Definition
Latency is the time delay between when an audio signal is sent and when it's actually heard. It's measured in milliseconds (ms), and in a studio context, even small amounts of it can affect the way you work, particularly when recording live instruments or vocals through a DAW.
Latency and Your Kali Monitors
Kali monitors include onboard Digital Signal Processing (DSP) — the engine responsible for each speaker's EQ voicing, crossover(s), limiters, and protection circuitry. The LP and IN-Series DSP runs at 48kHz / 24-bit, which means your audio signal is converted from analog to digital, processed, and converted back to analog before it reaches your ears.
Kali monitors introduce less than 3ms of latency from input to output. To put that in perspective, sound travels approximately one meter per 3ms through air, meaning the DSP latency is roughly equivalent to sitting about one meter further from your speakers. At a normal listening position, it's effectively imperceptible.
Does It Matter in Practice?
For mixing, mastering, and general playback - not at all. And 3ms is well below the threshold of audible perception in a monitoring context.

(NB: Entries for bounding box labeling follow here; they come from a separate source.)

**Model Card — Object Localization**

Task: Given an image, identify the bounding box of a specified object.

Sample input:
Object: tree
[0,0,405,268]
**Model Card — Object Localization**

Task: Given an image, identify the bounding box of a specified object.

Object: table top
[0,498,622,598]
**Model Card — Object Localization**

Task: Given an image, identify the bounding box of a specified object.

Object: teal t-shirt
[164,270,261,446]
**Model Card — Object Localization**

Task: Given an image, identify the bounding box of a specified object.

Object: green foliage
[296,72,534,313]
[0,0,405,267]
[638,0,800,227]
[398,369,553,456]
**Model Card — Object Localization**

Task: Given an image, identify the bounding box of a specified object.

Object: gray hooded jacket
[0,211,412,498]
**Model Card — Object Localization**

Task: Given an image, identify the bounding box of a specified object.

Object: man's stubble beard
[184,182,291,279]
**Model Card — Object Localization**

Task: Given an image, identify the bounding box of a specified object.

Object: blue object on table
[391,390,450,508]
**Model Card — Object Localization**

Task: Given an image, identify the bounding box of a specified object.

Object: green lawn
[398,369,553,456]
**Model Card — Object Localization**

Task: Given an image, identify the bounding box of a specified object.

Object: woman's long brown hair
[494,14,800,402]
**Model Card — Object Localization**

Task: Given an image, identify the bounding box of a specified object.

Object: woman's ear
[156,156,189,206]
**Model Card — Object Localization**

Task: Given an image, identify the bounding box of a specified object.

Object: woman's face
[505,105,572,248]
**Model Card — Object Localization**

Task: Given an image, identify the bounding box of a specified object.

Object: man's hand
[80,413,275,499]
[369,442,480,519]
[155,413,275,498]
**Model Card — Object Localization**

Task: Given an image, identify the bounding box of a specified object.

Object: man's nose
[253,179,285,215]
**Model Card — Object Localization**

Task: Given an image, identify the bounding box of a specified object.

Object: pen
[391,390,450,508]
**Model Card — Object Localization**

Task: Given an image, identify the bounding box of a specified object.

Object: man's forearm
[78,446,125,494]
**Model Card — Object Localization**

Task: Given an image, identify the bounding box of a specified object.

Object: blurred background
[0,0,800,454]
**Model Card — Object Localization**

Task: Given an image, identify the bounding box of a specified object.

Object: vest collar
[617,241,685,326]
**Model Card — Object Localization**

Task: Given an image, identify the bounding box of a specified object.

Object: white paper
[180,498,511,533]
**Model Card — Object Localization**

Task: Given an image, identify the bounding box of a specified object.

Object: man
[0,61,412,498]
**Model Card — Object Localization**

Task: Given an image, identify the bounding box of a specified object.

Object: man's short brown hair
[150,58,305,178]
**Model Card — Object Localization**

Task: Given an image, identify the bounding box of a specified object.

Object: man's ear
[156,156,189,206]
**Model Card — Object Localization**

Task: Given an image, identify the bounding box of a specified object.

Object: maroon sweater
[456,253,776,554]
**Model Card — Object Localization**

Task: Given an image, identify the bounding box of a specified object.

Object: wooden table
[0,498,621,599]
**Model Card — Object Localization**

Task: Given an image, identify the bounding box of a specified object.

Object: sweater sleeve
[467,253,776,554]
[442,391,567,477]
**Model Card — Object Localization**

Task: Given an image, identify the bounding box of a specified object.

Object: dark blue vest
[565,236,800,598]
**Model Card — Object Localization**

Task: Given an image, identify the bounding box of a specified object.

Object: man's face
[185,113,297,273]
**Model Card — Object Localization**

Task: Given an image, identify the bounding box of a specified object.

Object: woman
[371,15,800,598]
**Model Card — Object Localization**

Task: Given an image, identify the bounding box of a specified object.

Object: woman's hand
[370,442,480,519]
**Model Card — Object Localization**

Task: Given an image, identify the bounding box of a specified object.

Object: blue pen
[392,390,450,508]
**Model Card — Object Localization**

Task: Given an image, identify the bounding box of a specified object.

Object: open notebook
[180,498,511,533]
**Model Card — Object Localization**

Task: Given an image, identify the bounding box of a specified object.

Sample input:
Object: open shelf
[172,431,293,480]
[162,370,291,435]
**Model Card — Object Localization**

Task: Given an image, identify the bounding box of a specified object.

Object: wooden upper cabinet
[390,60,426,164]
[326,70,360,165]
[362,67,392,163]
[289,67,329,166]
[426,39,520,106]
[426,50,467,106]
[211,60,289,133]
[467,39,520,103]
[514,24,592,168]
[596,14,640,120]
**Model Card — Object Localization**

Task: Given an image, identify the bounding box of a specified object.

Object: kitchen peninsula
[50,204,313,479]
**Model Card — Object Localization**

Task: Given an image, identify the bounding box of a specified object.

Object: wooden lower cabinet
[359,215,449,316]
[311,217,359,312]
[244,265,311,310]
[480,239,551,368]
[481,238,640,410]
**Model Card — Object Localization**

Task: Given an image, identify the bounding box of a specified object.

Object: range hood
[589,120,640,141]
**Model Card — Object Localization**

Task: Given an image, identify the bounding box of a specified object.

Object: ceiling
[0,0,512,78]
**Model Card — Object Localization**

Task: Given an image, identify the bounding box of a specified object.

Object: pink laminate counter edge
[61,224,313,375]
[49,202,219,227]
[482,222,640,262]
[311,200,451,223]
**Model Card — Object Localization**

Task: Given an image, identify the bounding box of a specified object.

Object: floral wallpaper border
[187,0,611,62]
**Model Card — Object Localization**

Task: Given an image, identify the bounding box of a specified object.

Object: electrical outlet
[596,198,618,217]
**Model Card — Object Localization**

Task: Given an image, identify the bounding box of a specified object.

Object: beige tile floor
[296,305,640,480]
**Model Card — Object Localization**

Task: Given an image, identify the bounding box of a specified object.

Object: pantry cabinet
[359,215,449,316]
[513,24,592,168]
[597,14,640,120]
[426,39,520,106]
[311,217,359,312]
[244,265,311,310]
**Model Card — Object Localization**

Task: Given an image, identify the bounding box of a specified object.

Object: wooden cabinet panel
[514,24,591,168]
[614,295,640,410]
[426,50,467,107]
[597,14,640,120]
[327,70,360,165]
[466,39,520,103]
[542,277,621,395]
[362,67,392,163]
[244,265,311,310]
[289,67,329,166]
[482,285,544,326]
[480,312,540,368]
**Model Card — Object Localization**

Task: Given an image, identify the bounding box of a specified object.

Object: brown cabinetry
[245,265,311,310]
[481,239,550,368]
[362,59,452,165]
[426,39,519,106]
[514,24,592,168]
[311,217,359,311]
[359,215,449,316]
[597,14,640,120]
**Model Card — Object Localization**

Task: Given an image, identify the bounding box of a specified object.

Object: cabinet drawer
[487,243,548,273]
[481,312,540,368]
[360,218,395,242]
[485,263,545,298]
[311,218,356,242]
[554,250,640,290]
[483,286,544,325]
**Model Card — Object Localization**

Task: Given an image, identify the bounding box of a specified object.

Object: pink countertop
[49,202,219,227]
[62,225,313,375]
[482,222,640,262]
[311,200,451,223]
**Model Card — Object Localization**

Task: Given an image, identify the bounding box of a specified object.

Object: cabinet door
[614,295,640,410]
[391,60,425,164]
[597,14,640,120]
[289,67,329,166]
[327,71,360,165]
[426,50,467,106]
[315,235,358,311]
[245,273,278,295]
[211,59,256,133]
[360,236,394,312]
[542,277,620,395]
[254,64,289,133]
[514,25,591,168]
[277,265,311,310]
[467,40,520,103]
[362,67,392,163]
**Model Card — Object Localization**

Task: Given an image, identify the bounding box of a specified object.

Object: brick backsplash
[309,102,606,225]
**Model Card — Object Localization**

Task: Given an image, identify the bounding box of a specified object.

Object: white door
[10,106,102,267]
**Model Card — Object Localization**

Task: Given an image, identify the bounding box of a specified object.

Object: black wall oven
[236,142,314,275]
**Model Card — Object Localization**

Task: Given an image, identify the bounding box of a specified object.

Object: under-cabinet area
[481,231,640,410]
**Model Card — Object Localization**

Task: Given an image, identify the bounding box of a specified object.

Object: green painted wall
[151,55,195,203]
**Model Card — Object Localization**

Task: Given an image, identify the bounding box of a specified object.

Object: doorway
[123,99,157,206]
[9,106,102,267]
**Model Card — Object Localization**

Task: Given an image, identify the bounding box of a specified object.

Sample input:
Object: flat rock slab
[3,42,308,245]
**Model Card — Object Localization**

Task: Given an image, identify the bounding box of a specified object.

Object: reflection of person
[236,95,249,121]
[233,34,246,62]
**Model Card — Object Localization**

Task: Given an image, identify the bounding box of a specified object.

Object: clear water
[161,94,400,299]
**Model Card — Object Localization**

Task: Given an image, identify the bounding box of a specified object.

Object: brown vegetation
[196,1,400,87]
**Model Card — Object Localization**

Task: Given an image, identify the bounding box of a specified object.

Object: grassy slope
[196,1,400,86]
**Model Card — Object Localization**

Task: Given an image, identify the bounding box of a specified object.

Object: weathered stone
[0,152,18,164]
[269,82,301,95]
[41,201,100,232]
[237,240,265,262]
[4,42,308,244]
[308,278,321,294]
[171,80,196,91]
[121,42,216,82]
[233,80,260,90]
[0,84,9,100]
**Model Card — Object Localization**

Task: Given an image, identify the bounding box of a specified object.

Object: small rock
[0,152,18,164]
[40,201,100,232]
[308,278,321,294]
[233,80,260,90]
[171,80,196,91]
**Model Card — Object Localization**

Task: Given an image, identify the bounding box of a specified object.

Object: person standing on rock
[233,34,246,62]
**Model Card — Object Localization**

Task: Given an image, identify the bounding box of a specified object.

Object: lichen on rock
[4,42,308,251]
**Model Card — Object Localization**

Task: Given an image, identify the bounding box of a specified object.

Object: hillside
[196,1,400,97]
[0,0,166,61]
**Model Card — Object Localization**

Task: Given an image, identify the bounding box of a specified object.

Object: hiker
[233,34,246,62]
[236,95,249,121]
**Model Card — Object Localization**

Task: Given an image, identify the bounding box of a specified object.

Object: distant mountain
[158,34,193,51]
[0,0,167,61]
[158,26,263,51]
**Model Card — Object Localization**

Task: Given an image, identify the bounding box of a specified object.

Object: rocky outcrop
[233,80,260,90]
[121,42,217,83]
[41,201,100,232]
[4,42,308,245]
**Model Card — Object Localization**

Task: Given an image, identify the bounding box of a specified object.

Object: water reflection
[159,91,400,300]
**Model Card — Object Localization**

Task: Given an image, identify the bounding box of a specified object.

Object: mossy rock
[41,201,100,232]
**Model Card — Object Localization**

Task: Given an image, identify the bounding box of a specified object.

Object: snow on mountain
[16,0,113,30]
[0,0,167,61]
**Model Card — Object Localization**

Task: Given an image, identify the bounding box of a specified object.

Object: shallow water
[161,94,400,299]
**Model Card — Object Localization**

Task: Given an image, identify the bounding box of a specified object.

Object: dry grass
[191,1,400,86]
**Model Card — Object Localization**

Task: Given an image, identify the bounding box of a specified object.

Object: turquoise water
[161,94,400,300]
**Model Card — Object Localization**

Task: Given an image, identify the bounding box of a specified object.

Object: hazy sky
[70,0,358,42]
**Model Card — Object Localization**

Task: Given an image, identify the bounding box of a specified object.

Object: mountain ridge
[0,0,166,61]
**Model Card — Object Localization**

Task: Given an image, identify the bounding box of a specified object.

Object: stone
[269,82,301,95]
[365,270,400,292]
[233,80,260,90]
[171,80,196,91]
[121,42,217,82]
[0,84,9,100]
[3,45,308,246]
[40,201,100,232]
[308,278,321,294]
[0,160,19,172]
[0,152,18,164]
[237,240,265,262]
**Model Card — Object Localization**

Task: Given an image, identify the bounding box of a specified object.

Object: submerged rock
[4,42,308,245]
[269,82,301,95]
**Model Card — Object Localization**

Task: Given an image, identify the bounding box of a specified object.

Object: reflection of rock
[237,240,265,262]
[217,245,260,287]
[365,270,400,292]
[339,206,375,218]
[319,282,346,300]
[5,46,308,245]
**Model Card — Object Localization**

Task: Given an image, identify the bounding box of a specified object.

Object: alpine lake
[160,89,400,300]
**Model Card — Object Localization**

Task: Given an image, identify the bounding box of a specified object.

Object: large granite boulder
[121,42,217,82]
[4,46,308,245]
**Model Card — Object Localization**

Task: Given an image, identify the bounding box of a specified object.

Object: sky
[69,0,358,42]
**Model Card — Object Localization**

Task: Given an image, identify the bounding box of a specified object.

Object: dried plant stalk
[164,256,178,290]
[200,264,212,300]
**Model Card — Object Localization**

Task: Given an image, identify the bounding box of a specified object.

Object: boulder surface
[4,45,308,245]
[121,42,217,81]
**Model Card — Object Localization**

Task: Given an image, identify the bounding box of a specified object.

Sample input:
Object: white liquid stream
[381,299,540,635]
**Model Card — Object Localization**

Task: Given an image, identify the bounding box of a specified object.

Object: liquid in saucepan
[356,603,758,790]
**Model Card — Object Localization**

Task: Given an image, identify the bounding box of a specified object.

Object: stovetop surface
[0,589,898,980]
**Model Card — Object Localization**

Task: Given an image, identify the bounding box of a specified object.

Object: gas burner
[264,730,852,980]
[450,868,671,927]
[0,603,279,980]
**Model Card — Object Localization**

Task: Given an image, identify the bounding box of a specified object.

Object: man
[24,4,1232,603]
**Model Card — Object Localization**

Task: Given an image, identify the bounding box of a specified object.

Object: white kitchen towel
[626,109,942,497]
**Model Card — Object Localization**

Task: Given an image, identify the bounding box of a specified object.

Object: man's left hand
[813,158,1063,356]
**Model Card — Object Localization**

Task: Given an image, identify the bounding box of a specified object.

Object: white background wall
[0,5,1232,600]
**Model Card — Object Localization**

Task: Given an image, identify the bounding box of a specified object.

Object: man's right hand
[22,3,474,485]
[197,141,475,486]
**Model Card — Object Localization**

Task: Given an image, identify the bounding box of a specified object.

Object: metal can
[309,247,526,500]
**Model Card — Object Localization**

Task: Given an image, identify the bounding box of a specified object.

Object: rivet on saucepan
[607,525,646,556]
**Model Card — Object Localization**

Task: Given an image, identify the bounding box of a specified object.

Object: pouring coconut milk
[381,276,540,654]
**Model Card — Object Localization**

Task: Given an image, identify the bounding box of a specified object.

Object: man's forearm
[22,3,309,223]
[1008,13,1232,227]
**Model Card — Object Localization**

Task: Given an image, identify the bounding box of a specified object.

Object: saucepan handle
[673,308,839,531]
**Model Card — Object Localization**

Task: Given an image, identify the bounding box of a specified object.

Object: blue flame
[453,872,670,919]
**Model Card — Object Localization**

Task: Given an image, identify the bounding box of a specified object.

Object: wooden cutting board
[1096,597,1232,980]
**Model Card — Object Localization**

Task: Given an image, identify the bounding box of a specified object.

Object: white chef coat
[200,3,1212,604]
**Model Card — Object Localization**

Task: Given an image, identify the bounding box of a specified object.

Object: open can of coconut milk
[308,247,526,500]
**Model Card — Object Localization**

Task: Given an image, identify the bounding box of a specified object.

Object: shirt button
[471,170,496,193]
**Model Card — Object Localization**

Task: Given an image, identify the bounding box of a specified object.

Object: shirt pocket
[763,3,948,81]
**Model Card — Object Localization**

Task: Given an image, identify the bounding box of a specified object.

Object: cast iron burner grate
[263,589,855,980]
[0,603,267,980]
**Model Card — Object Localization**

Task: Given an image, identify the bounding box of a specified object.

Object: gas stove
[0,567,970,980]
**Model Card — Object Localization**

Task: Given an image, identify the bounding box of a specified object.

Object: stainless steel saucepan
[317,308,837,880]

Pro tip: If you're recording a live performance or tracking vocals and things feel sluggish or "swimmy," try bypassing non-essential plugins on your monitoring chain during the take. Heavy processors like reverbs and multi-band compressors can stack up latency. Most DAWs have a low-latency monitoring mode for this reason! Save the heavy processing for mixdown, where latency stops being a real-time problem altogether.
Latency Concerns
If latency is a concern in your setup, it's worth knowing that your monitors are very unlikely to be the culprit. The far more common sources of meaningful latency are your audio interface's buffer size, your DAW's processing overhead, and your USB or audio drivers. These variables can add far more latency than any active monitor.